Efforts at reunion, once communication is finally re-established between husband and wife, are thwarted time and again by turmoil in both the countries made worse by indications of war.  Hamida Begum is upset with her mother; she holds her responsible for conspiring with her jinns to create adverse conditions. Only Shiraz is pleased by these constant interruptions since he considers himself a patriotic Indian. He is fervidly against migrating to Pakistan to join his father and brother. Whenever his neighbour, Brij Behari, a passionate pigeon flyer, teases him as his ‘little Pakistani’, Shiraz retorts, ‘I am no Pakistani; I hate Pakistan.’

Shahid Siddiqui
Through Brij Behari Shiraz learns that he shares his name ‘Shiraz’ with a breed of famous homing pigeons (from Shiraz, a famous Iranian city) after which his father named
him.

Pigeons run as a motif throughout the novel. At the time of circumcision, to distract young Muslim boys from the trauma of the ceremony, adults would point to the sky to show them a ‘golden pigeon’. The moment the child looked up, the foreskin would be quickly dislodged.

The golden pigeon therefore symbolizes a new phase in their lives signifying both physiological and psychological changes.

But it is not simply a metaphor. Its real significance becomes apparent when Shiraz is falsely implicated in the murder of his friend, Brij Behari – also the uncle of his beloved Anu whom he wants to marry.
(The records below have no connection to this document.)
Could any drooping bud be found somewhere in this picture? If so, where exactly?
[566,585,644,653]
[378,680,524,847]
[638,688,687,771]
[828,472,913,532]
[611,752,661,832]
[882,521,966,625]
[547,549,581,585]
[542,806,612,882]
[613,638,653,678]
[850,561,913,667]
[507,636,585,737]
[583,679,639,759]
Trapped by their different religious identities, both the lovers know marriage is impossible – that it might lead to communal riots in the city. Riots follow anyhow in the wake of rumours spread about Shiraz by hostile Hindus. 

At this juncture Qudsia Begum invokes her jinns – her Mughal ancestors – to help her grandson cross the border into Pakistan. This is from the scene that transpires between Babur and Shiraz:
‘What would you like to be, an eagle or a dove?’ Babur asked with a smile.

‘A dove, a Shirazi pigeon […] I am not a killer; I cannot be an eagle. I am a romantic lover like you and would prefer to be a pigeon.’

The first part of the novel more or less follows the conventions of a social realist novel. Elements of magic realism are introduced in part two, which begins here. The texture of the prose and the author’s philosophy, however, are very different from Rushdie’s. Simplicity of style and childlike innocence in the tone mark Siddiqui as quite distinct from other writers writing about the Partition.

The beginning is brilliantly visual with detailed descriptions of the lanes and by-lanes of old Delhi or Shahjahanabad: the culture ruled by disciples of Ghalib, Mir and Momin; an undiscovered MF Hussain distributing his paintings in the street for free; special days of feasting on nahari and nan. The flow too is much smoother than in the latter half where certain actions seem arbitrary and the plot is occasionally ill-constructed and hackneyed (for instance, Shiraz guarding his amazing secret or his term in jail).   

This novel may be criticized for its compactly strung threads and a happy ending for the protagonist. But rather than an attempt at offering a solution to political or social dilemmas, it is perhaps an expression of the author’s overwhelming desire for perfect harmony between contraries. Overall it is a promising debut by a writer who is sure to go places.